"Aku tahu kamu saat ini baru ditimpa ketegangan yang tidak biasa, karena terlihat dari nada bicaramu itu." Kata Ana secara tiba-tiba. Dion menjadi semakin ciut karena Ana sudah mengetahuinya. Mengetahui semuanya.
"Aku akan menerimamu apa adanya. Tenang saja, walaupun kita putus aku masih sahabat kamu oke? Sudah kamu harus tenang sekarang. Ini penentuanmu untuk menjadi seorang manusia yang bebas akan pilihan jalanmu. Bicarakan itu dengan Pamongmu ya." Kata-kata lembut dari Ana ini membuat Dion merasa lega, karena kekhawatiran yang selama ini ada dalam hatinya, ternyata hanyalah imahjinasinya dan dia menutup telepon itu dengan mengucapkan terima kasih kepada Ana untuk semuanya.
Seminggu telah berlalu dan Retret Electiopun sudah ada di depan mata.

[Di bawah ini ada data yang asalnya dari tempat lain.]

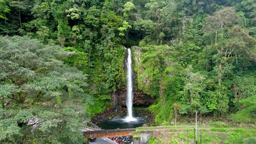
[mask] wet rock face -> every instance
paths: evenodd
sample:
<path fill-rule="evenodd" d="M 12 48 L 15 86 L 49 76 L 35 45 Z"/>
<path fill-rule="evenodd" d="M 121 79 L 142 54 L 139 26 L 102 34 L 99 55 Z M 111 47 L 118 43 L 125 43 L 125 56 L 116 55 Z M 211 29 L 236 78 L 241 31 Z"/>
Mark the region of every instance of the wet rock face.
<path fill-rule="evenodd" d="M 113 105 L 126 107 L 126 89 L 121 89 L 111 94 L 111 103 Z M 154 103 L 156 100 L 139 91 L 133 91 L 133 106 L 149 106 Z"/>

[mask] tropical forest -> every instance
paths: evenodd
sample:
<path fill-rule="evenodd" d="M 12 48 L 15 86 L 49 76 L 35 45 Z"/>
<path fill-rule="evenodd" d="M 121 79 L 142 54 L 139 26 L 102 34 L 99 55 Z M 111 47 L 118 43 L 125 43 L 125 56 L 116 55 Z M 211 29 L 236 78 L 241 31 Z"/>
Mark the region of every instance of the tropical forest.
<path fill-rule="evenodd" d="M 3 144 L 255 144 L 256 1 L 0 0 L 0 103 Z"/>

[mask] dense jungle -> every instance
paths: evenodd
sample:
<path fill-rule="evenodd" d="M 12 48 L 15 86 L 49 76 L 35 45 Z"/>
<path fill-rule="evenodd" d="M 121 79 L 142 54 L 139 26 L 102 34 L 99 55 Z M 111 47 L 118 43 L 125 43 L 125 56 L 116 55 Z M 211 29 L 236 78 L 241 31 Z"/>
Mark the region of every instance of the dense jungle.
<path fill-rule="evenodd" d="M 82 143 L 125 112 L 126 48 L 148 126 L 255 127 L 255 0 L 0 0 L 0 143 Z"/>

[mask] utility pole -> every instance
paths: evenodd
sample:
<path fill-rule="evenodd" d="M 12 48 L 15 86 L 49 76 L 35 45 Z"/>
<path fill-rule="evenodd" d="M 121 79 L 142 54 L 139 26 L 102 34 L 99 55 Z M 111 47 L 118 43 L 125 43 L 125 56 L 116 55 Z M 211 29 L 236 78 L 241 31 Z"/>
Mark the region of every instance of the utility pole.
<path fill-rule="evenodd" d="M 197 111 L 195 111 L 195 143 L 197 144 Z"/>

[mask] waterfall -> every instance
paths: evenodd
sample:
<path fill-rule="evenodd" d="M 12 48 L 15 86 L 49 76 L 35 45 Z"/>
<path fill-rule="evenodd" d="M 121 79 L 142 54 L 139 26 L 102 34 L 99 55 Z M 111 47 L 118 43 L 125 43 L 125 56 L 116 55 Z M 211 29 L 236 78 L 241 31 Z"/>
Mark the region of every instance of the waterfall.
<path fill-rule="evenodd" d="M 127 49 L 128 57 L 127 59 L 127 74 L 126 79 L 127 82 L 127 98 L 126 98 L 126 106 L 127 109 L 127 115 L 126 116 L 124 121 L 127 122 L 135 121 L 136 119 L 132 115 L 132 100 L 133 100 L 133 92 L 132 92 L 132 52 L 130 49 Z"/>

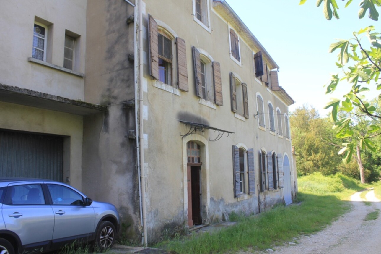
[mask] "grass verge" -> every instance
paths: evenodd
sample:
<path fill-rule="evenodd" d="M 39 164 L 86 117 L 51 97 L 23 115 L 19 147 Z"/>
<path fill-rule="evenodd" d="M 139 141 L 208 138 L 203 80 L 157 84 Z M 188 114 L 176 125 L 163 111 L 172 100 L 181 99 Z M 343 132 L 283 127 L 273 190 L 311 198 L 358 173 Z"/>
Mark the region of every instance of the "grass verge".
<path fill-rule="evenodd" d="M 154 247 L 179 254 L 266 249 L 300 234 L 321 230 L 348 211 L 348 197 L 364 188 L 358 181 L 342 175 L 324 177 L 314 174 L 299 178 L 298 182 L 300 204 L 277 206 L 250 217 L 234 216 L 237 222 L 234 226 L 211 233 L 178 237 Z"/>

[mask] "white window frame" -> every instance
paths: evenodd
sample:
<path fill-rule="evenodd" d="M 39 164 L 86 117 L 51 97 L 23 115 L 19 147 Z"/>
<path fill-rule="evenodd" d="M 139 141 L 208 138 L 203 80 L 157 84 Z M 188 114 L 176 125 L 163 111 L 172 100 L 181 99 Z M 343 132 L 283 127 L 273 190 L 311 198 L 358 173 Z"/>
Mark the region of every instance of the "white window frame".
<path fill-rule="evenodd" d="M 35 21 L 33 23 L 33 40 L 34 40 L 34 25 L 35 24 L 39 26 L 40 26 L 42 27 L 45 29 L 45 37 L 43 38 L 44 39 L 44 49 L 43 49 L 43 60 L 40 61 L 43 61 L 44 62 L 46 61 L 46 47 L 47 44 L 48 44 L 48 26 L 46 25 L 44 25 L 44 24 L 40 23 L 40 22 L 38 22 L 37 21 Z M 40 37 L 38 37 L 40 38 Z M 32 52 L 33 52 L 33 49 L 35 48 L 33 46 L 33 42 L 32 43 Z M 41 50 L 41 49 L 37 48 L 37 50 Z M 32 58 L 34 58 L 35 59 L 37 59 L 37 60 L 40 60 L 38 58 L 33 57 L 33 53 L 32 54 Z"/>
<path fill-rule="evenodd" d="M 270 105 L 271 105 L 271 107 L 272 108 L 272 113 L 270 112 Z M 274 106 L 273 105 L 272 103 L 270 101 L 267 101 L 267 109 L 269 112 L 269 128 L 270 132 L 272 134 L 275 134 L 276 129 L 275 128 L 275 119 L 274 117 Z M 271 125 L 271 119 L 272 119 L 272 124 L 274 125 Z M 272 130 L 271 128 L 274 127 L 274 129 Z"/>
<path fill-rule="evenodd" d="M 192 2 L 193 4 L 193 20 L 196 22 L 196 23 L 198 24 L 199 25 L 201 26 L 205 29 L 206 30 L 208 31 L 210 33 L 211 33 L 211 31 L 210 29 L 210 12 L 209 10 L 210 10 L 209 8 L 209 2 L 210 2 L 209 0 L 200 0 L 202 6 L 203 5 L 206 5 L 207 10 L 204 13 L 205 14 L 207 15 L 206 18 L 205 19 L 205 21 L 206 24 L 203 23 L 200 20 L 197 18 L 197 16 L 196 13 L 196 1 L 195 0 L 192 0 Z M 203 5 L 203 3 L 204 3 Z M 204 6 L 205 7 L 205 6 Z"/>
<path fill-rule="evenodd" d="M 259 110 L 259 107 L 261 105 L 259 105 L 258 103 L 258 96 L 259 96 L 261 97 L 262 100 L 262 103 L 261 105 L 261 108 L 262 109 L 262 112 L 263 113 L 263 125 L 262 126 L 260 124 L 259 118 L 261 117 L 261 115 L 260 114 L 260 111 Z M 259 93 L 257 93 L 255 94 L 255 101 L 256 102 L 256 108 L 257 110 L 257 112 L 258 113 L 258 115 L 257 116 L 258 117 L 258 127 L 263 130 L 266 130 L 266 118 L 265 117 L 264 115 L 264 101 L 263 101 L 263 96 Z"/>
<path fill-rule="evenodd" d="M 279 113 L 278 113 L 279 111 Z M 278 123 L 278 137 L 283 138 L 283 125 L 282 124 L 282 113 L 279 108 L 277 107 L 275 111 L 277 115 L 277 122 Z"/>
<path fill-rule="evenodd" d="M 230 29 L 232 29 L 235 33 L 235 34 L 237 35 L 237 37 L 238 37 L 238 53 L 239 55 L 239 61 L 237 60 L 235 58 L 235 57 L 233 56 L 233 54 L 232 54 L 232 39 L 231 36 L 230 36 Z M 237 64 L 240 66 L 242 66 L 242 63 L 241 63 L 241 60 L 242 59 L 242 57 L 241 57 L 241 39 L 240 38 L 239 35 L 238 34 L 238 33 L 235 30 L 235 29 L 232 27 L 230 26 L 230 25 L 228 26 L 228 30 L 227 32 L 229 34 L 229 55 L 230 55 L 230 58 L 234 61 Z"/>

Saatnya Dion benar-benar mengolah disposisi batinnya saat ini untuk menentukan pilihannya. Dia berada di nomor satu pada daftar wawancara dengan pembimbing rohaninya selama Retret Electio yang ternyata adalah Romo Pamongnya. Dia menceritakan semuanya kepada Romo Pamongnya itu mengenai perkembangan disposisi batinnya. Hingga pada wawancara akhir untuk penentuannya dia akhirnya tahu apa yang dia pilih.
"Romo, saya akhirnya tahu apa yang dimaksud dengan pertanyaan Romo. Saya sendiri saat ini memilih untuk menjadi awam, karena ketika saya melihat kembali semua pengalaman-pengalaman saya, saya benar-benar tidak bisa mengembangkan panggilan ini disini, sehingga saya memutuskan untuk menjadi awam. Ini pilihan merdeka saya." Kata Dion dengan mantap kepada Romo Pamongnya. Romo Pamongnya tersenyum pada Dion karena dia akhirnya bisa memilih dengan merdeka dan Romo Pamongnya akan berusaha meyakinkan orang tuanya bahwa ini adalah pilihan merdekanya.